小林監督も公式サイト上で、「この責任どう取るべきかというのをずっと考えてきました」と悩んだ末の決断だったことを明かした上で、「戦術をさらに徹底して落とし込むことができれば、今シーズンの負けを引き分けに、引き分けのゲームを勝利にもっていくことができるのではないか」と、早くも視線は来季に向いている。

レンタル選手が多いが故に不確定要素も多いが、監督自身が語るように戦術を徹底させていけば、来季J3の主役を張れるだけのポテンシャルは持っている。なにせ指揮官は、過去に指導した6クラブのうち4度の昇格を達成した「昇格請負人」だ。J通算600試合を超える知将に率いられ、1年でのJ2復帰の可能性も高いのでないだろうか。


小林慶行監督 写真:Getty Images

ジェフユナイテッド千葉:小林慶行監督

評価:★★☆☆☆/続投可能性:30%

果たしてジェフユナイテッド千葉はJ1に昇格する気があるのだろうか…。そんな気持ちにさせられる最終節(対モンテディオ山形/0-4)の惨敗劇だった。

2023年、コーチから昇格する形で就任した小林慶行監督。昨2023シーズンは6位で昇格プレーオフに進出し(準決勝で東京ヴェルディに1-2敗退)、今シーズンいよいよ「オリジナル10」の復活かと感じさせたが、ラスト2戦の敗戦によって4位からプレーオフ切符すら逃した。最終戦翌日、島田亮代表取締役は「シーズン終了のご挨拶」と題し、謝罪と感謝の思いを言葉に連ねたが、監督人事には触れなかった。

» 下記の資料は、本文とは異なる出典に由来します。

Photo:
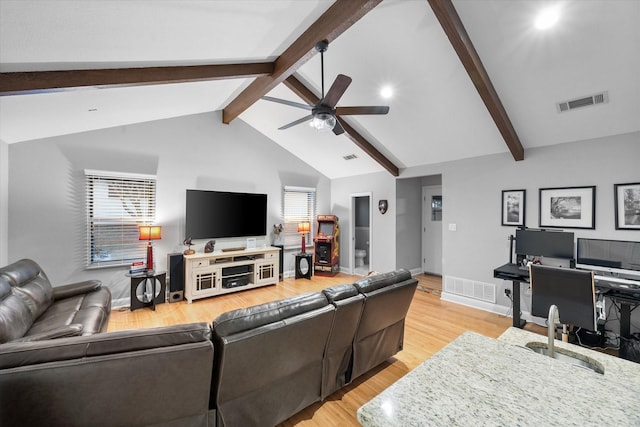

2006年に日本代表に就任したイビチャ・オシム監督(2003-06)を除けば、ファン・エスナイデル監督(2017-19)、尹晶煥監督(2020-22)と3年毎に監督を代えてきた千葉。前例に従えば、小林監督にもう1年猶予があってもいいだろう。前述2監督よりも好成績を上げているのも事実だ。天皇杯でもJ1のFC東京を破る下剋上を演出した。